Saturday, August 29, 2015

Lies and Decorations

The University of Washington Press has published a new edition of John Okada's NO-NO BOY. Jeffery Chan, Lawson Inada, Shawn Wong and me pooled our money and formed a publishing company, CARP, the Combined Asian Resource Project, to publish NO-NO BOY. We were all self-centered writers mightily impressed with John Okada and his novel.

The University of Washington Press has added a preface authored by Yellow White racists associated with the Japanese American Citizen's League (JACL). My "Afterword" is still attached at the back of the book.

Next month, in New York City, the Pan Asian Repertory Company will open Ken Narasaki's rewrite of Okada's NO-NO BOY with a musical ending for the stage. Car crashes and death are too difficult for the AAstage.

Okada's work convinced four hungry competitive Asian American writers of a writer better than themselves. Okada was better, but his book talked to us. We learned from him, looked into his life in Seattle, and said, "We have to publish this book." And we did.

I like to think that John Okada's NO-NO BOY is special to Yellow readers because four Yellow writers and an artist restored it to print.

My writer's sensibilities are offended by the intrusion of an illiterate editorial authority, over a work the illiterate editorial authority doesn't like.

If you don't like Okada, stay out of his bathroom, bedroom, stay out of his house, get out of his fucking book.
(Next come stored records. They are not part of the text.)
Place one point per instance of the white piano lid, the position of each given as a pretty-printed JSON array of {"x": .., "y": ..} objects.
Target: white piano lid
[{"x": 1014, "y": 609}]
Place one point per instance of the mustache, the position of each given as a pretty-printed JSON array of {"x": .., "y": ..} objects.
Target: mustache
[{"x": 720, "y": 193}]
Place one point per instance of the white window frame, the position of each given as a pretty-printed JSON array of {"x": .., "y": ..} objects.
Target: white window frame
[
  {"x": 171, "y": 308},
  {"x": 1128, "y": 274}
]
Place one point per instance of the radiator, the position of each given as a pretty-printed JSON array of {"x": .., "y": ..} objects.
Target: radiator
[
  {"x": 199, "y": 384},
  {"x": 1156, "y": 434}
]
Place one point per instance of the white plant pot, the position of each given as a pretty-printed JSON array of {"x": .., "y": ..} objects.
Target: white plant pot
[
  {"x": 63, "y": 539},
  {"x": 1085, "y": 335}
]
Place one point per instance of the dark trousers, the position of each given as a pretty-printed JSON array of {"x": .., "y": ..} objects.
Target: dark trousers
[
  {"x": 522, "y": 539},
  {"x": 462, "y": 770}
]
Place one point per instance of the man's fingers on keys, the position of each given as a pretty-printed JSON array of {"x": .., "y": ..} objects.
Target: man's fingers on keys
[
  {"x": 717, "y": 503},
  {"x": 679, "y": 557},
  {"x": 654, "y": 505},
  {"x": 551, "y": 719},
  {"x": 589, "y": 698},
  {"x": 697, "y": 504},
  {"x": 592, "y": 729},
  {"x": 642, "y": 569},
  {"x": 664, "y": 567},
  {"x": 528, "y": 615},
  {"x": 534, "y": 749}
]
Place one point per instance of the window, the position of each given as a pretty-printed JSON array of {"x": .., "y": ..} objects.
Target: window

Just leave it alone. If you publish it, the people will read. If you publish what you hate on page one, shame on you. Tsk tsk tsk. Sniff. Sniff. I smell the slime of the JACL!

What is the next step beyond Okada's NO-NO BOY? The oppressor JACL and 442nd face to face with their victims the camp people and their offspring. The guilt driven grandchildren of Goering, Himmler, and Hoes and the grandchildren of victims harboring vengeance are seeking each other out and connecting. The Japanese Americans and the White racists don't know the other exists in the same story. "The moving hand writes, and having writ, writes on," as the non-Chinese, Omar Khayaam wrote. Thanks, Omar.